Гор Видал - 1876
Я хотел спросить о ее болезни, но не решился, а Эмма отказалась меня просветить, сказала только, что Дениз мучает какой-то безымянный, но не слишком серьезный женский недуг.
— Не знаю, что бы я делала без Эммы. И без вас. — Она относится ко мне как к любимому дядюшке, и поэтому я чувствую себя старым, но я и в самом деле стар, и лучше уж быть ей любимым дядюшкой, чем никем вообще.
— Когда вы поедете на юг, ваш путь будет пролегать через Вашингтон?
Дениз покачала головой.
— Когда я поеду на юг, Билл пришлет за мной яхту. Морской воздух, уверяют доктора, пойдет мне на пользу. Но я ненавижу морской воздух. Я убеждена, что он вреден для здоровья. Посмотрите на местных, кто круглый год живет в Ньюпорте. Они вечно больны. В том случае, конечно, если им посчастливилось не умереть при родах.
— Вы имеете в виду и мужчин тоже, не только матерей с младенцами?
Дениз расхохоталась, смеется она громко, непринужденно.

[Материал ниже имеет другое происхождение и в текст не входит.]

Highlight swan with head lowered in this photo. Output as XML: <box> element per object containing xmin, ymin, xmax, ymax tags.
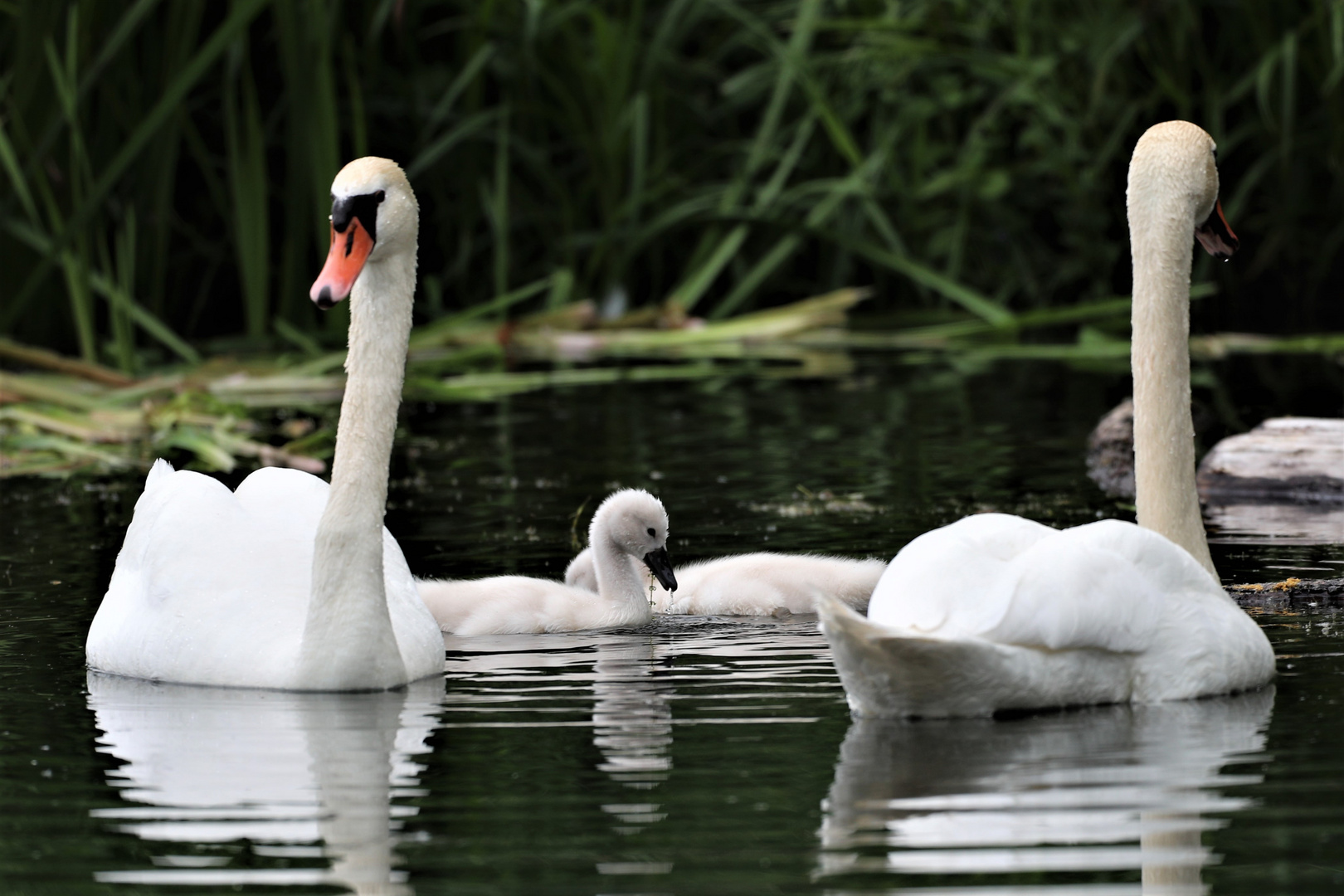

— То, что я говорю, вряд ли отвечает высоким требованиям мистера Марье. Но дети вечно в моей бедной бестолковой голове. Дело в том, что я не могу иметь детей.
— А вы хотите?
— О да! В этом-то вся проблема.
— Я рад, что у меня есть Эмма, но мне просто повезло. Большинство родителей так же мало любят своих детей, как дети — родителей.
— Это все в вашей злой старушке Европе.
— Я-то подумал о Вандербильтах.
— А это злые новые богачи! — быстро ответила она. — Так или иначе, у меня, похоже, детей не будет. Если я еще раз попробую, то, скорее всего, расстанусь с жизнью. — Это было сказано самым невозмутимым тоном.
— Вы верите докторам?
— Я доверяю своему прошлому опыту: он ужасен. — Она вздрогнула, затем осознала неуместность этого разговора даже между старым дядюшкой и любимой племянницей. — Кроме того, — сказала она, — насчет моего фатального изъяна я узнала от ведущего авторитета в этой области и одновременно вашей подруги.
— Кто бы это мог быть?
— О, мадам Рестел. Билл мне рассказал, что видел вас у нее третьего дня в сопровождении молодого повесы Беннета.
Я изумился. Неужели Сэнфорд все ей рассказывает? И о сигарных лавках тоже?
— Я полагал, что мужья не рассказывают женам о визитах к мадам Рестел.
— С этим все обстоит как раз наоборот. — Дениз опять была весела и остроумна. — Билл всегда рассказывает мне, когда там бывает. К тому же мы с мадам Рестел старые друзья.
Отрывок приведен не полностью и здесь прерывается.